Format Spec and Format-Specification Mini-Language

As is often the case, Python offers a very simple, native way to solve our problem — format strings. They allow us to manipulate our strings in a variety of ways using ‘field name’, ‘conversion’, and ‘format spec’ identifiers within the replacement field. Not all are required and, in fact, the only one we need here is format spec.

Format spec is introduced with a colon. We follow this colon with any of a number of options, each lending our string a particular format quality. These options are described by the Format-Specification Mini-Language — as the name suggests, it’s the syntax available to us in the format spec field.
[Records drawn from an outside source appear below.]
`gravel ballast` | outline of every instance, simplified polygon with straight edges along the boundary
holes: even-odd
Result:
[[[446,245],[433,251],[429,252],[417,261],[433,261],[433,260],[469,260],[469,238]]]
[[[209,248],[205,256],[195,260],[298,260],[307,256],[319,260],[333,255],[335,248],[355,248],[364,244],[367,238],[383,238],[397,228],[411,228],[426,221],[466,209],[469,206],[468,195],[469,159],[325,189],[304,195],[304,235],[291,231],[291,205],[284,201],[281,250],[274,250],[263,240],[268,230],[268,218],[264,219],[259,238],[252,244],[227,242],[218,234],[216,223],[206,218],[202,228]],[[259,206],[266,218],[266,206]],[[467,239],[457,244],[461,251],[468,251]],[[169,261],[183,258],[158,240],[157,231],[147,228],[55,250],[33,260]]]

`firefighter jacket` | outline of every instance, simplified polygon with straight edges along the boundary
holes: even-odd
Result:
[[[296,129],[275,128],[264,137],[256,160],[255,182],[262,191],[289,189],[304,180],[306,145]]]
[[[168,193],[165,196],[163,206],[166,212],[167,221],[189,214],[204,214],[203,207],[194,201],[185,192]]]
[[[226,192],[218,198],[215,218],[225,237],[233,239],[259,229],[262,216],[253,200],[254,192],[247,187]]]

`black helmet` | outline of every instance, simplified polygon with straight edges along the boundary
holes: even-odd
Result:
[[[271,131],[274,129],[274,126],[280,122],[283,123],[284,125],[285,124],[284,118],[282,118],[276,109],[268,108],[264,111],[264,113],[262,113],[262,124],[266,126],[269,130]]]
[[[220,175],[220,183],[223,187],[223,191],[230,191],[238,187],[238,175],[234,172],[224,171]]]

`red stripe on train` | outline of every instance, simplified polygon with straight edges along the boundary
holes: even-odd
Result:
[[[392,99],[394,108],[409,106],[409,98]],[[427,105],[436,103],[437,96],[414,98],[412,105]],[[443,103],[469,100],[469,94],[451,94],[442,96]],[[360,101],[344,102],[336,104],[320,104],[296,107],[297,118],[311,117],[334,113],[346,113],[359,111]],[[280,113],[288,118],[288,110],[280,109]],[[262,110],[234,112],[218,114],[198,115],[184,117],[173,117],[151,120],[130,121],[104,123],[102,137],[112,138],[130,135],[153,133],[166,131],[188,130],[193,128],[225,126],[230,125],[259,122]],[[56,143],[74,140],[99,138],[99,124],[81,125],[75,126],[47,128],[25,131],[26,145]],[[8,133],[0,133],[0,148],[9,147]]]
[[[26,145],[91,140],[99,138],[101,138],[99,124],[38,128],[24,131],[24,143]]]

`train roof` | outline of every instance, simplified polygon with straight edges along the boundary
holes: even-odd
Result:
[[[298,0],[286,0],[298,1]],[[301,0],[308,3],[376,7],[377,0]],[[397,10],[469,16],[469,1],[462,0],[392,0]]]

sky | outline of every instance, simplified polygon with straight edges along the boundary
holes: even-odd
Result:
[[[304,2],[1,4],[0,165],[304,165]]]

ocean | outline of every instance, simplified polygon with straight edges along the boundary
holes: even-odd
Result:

For example, the ‘sign’ option allows us to direct whether all numbers should be prefixed by a relevant sign (positive or negative); whether only negative numbers should have a sign (the default behaviour); or whether negative numbers have a negative sign while positives are prefixed by a leading space. These examples are shown in the code below…

>>> '{:+g}; {:+g}'.format(100, -50)
'+100; -50' // All numbers have a relevant sign
>>> '{:-g}; {:-g}'.format(100, -50)
'100; -50'  // Only negative numbers have a sign
>>> '{: g}; {: g}'.format(100, -50)
' 100; -50' // Positive numbers have a leading space

The options are exhaustive, and I’d encourage you to take a look at the spec for the full range.

The Solution

The solution to our problem is simple. We follow the format spec identifier (a colon) with another of the format-spec mini-language’s many options — a comma (see PEP 378 — Format Specifier for Thousands Separator).

for name, info in countries.items():
    print(
        f"\n{name.title()}'s capital city is {info['capital'].title()}. "
        f"{name.title()} has a population of around "
        f"{'{:,}'.format(info['population'])}."
    )

Running this code produces perfectly formatted information which our users can easily read…

Scotland's capital city is Edinburgh. Scotland has a population of around 5,438,000.

Belgium's capital city is Brussels. Belgium has a population of around 11,250,000.

Germany's capital city is Berlin. Germany has a population of around 82,665,600.

(Note that we could have replicated our code exactly by using an underscore instead of a comma after the format spec identifier.)